Fla. Librarian Presses Search for Friend
Tuesday, May 2, 2006; 4:13 AM
MIAMI SPRINGS, Fla. -- For 20 years, Theodore Karantsalis has been haunted by one question: What happened to the body of his friend Paul Lorence after his Air Force jet crashed off the coast of Libya?
Karantsalis, a Miami-Dade County librarian, rewords the question about once a year, then fires off another Freedom of Information Act request to the Pentagon. Lorence's family in California has been asking the same question since learning the 31-year-old Air Force captain's plane went down during an April 15, 1986, U.S. strike on two Libyan cities.

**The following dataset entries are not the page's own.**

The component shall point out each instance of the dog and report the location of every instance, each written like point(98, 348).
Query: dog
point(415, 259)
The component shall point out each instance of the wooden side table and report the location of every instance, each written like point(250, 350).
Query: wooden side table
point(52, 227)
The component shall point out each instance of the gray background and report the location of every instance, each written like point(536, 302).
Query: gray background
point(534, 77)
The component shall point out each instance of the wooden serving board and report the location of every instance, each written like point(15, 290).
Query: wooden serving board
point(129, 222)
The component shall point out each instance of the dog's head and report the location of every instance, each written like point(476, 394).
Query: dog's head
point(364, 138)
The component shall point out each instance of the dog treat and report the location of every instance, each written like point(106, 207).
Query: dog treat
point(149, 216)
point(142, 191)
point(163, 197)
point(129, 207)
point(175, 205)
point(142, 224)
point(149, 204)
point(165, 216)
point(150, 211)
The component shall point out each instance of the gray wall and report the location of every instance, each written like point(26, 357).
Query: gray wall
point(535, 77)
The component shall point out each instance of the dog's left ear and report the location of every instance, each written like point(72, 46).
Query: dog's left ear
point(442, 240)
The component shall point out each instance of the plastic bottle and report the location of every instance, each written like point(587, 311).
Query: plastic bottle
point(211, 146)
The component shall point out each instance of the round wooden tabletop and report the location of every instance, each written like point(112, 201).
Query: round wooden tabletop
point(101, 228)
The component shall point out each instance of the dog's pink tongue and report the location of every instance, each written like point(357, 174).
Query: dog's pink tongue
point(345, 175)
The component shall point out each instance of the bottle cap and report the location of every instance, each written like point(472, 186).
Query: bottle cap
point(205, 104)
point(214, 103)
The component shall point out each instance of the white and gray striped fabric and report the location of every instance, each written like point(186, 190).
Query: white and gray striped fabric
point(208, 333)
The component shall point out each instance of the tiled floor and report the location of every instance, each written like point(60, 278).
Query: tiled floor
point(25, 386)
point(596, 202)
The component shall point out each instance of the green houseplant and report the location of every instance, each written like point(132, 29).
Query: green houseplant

The answer from military officials was almost always "we don't know." But buoyed by a report they recently obtained detailing a 2004 fact-finding trip military investigators took to the North African nation, the family and Karantsalis are hopeful about learning the location of Lorence's body.
"We have to find him, or we fail," Karantsalis said.
Lorence was a weapons system operator with the 48th Tactical Fighter Wing based in England when President Reagan ordered a bombing raid that targeted a frogman school, a Tripoli airfield and the compound that contained the military staff headquarters and family home of Col. Moammar Gadhafi, Libya's leader. It was in retaliation for Libya's alleged involvement nine days earlier in the bombing of a West Berlin nightclub that killed two U.S. soldiers.
Lorence's F-111F, flown by Maj. Fernando Ribas-Dominicci, went down less than 10 miles from the Libyan coast. A search by the U.S. Navy failed to find any wreckage or either airman's body. Three years later, Libya returned Ribas-Dominicci's body, which they said had washed ashore. An autopsy determined that he had drowned.
Lorence's family recently made a personal appeal to the Libyan government for information, said the airman's younger stepbrother, Jeff Kruger, a private investigator and retired police detective in Antioch, Calif.
"We're asking for a humanitarian gesture from the Libyan government to ease our pain and suffering and answer as many questions about what happened to our family member," said Kruger, who has been making independent inquiries.
Lorence is considered killed in action-body not recovered, according to the Defense Department's Prisoner of War/Missing Personnel Affairs Office.
"I believe Libya does have these remains in their possession, and I feel it's time to confront our government and seek our government's assistance to get them back," Karantsalis said in his suburban Miami home.
Karantsalis and Lorence met as altar boys in the early 1970s in the San Francisco Bay area. Lorence became the younger boy's baby sitter and chauffeur to football games.
"Paul was a few years older. What that meant was Paul was able to drive a car. My father had extra tickets to Oakland Raiders games, and all I needed was somebody to take me," Karantsalis said. He last saw Lorence in a math class they shared at San Francisco State University in 1980.